A light diffusing element having a plurality of element diffusing elements for diffusing incident light;
A coherent light source that emits coherent light;
A shaping optical system for shaping the coherent light;
A scanning device that adjusts the traveling direction of the coherent light and scans the coherent light on the light diffusing element;
A condensing optical system provided in the optical path of the coherent light from the shaping optical system to the light diffusing element,
The condensing optical system condenses the coherent light so that a spot area on the light diffusing element is smaller than the element diffusing element,
The dimension (wsx) along the direction parallel to the scanning direction of the spot area is smaller than the dimension (wsy) along the direction perpendicular to the scanning direction of the spot area,
Each element diffusing element diffuses incident coherent light, and illuminates an element illuminated area corresponding to the element diffusing element.   The dimension (wsx) along a direction parallel to the scanning direction of the spot area is smaller than half of a dimension (wsy) along a direction orthogonal to the scanning direction of the spot area. Lighting device.   3. The illumination device according to claim 1, wherein a dimension (wsx) of the spot region is smaller than half of a dimension (wpx) of the element diffusion element in a direction parallel to the scanning direction of the spot region.

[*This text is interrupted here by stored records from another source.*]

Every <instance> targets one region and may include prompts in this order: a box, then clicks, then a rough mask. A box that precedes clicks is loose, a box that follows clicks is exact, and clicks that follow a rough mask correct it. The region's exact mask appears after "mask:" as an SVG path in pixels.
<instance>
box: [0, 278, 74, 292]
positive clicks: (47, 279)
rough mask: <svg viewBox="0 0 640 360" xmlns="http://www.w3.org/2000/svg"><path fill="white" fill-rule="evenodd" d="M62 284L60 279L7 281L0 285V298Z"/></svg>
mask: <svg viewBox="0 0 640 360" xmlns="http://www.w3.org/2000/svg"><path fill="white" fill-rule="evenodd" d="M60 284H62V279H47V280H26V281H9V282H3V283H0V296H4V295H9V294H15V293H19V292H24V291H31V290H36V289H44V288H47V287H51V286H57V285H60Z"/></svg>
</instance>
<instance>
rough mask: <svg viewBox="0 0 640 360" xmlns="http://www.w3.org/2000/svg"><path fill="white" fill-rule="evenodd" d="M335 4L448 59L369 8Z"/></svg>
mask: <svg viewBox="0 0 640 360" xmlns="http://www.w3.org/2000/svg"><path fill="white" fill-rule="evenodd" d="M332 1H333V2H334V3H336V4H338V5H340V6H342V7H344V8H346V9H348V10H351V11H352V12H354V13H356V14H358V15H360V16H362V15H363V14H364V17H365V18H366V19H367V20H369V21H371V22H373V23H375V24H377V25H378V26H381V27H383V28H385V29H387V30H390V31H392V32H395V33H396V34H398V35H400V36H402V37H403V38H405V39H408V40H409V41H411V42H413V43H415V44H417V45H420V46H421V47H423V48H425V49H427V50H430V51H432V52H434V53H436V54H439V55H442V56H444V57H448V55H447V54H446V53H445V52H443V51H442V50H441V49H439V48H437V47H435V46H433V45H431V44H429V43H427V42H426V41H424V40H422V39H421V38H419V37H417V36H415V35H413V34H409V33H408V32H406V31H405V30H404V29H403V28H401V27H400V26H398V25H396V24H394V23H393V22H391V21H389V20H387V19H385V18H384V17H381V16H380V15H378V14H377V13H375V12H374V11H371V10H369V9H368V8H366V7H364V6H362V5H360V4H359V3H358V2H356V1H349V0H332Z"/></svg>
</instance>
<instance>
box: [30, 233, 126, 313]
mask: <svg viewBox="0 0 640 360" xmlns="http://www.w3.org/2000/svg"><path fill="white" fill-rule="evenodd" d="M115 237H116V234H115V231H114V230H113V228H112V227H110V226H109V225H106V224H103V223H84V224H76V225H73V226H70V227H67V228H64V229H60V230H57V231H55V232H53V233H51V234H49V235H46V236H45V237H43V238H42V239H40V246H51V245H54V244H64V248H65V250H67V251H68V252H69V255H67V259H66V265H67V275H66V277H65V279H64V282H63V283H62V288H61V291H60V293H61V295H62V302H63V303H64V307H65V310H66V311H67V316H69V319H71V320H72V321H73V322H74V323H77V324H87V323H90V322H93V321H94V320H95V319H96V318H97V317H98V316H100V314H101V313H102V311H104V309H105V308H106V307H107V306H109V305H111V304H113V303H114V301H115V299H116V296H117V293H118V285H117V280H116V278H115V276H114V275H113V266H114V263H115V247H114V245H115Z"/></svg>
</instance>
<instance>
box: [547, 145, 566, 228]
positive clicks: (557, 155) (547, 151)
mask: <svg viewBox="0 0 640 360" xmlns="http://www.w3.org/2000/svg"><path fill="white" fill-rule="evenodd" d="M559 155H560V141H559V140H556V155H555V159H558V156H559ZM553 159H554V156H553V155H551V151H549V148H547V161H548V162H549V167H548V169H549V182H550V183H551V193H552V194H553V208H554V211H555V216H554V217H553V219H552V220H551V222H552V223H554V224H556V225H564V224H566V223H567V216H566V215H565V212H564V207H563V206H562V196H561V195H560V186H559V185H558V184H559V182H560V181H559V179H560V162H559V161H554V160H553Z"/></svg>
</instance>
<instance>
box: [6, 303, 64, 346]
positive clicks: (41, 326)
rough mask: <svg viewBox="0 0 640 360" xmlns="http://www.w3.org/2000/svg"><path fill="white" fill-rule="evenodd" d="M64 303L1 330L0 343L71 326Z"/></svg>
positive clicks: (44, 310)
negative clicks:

The shaping optical system divides coherent light emitted from the coherent light source into a plurality of light beams,
4. The illumination device according to claim 1, wherein the condensing optical system adjusts optical paths of the plurality of light beams such that the plurality of light beams overlap at least partially on the light diffusion element. . The said condensing optical system is an illuminating device as described in any one of Claims 1-4 which is a lens by which the said light-diffusion element is arrange | positioned in the focus position. It said shaping optical system includes a collimator lens, having a lens array provided in the optical path from the collimator lens to the focusing optical system, an illumination device according to any one of claims 1 to 5. The lens array includes a plurality of element lenses;
The illumination device according to claim 6 , wherein light beams emitted from the plurality of element lenses have the same light distribution. The illumination device according to claim 1, wherein the shaping optical system is a beam homogenizer. The light emission control unit for controlling the injection of the coherent light from the coherent light source further comprises, an illumination device according to any one of claims 1-8. The lighting device according to claim 9 , wherein the light emission control unit controls light emission of the coherent light of the coherent light source according to an irradiation position of the coherent light on the light diffusing element. The light diffusing element is a hologram recording medium;
The illumination device according to any one of claims 1 to 10, wherein the plurality of element diffusion elements are element holograms in which different interference fringe patterns are formed. The light diffusing element is a lens array group having a plurality of lens arrays,
Wherein the plurality of elements diffusing element having a lens array, an illumination device according to any one of claims 1 to 10.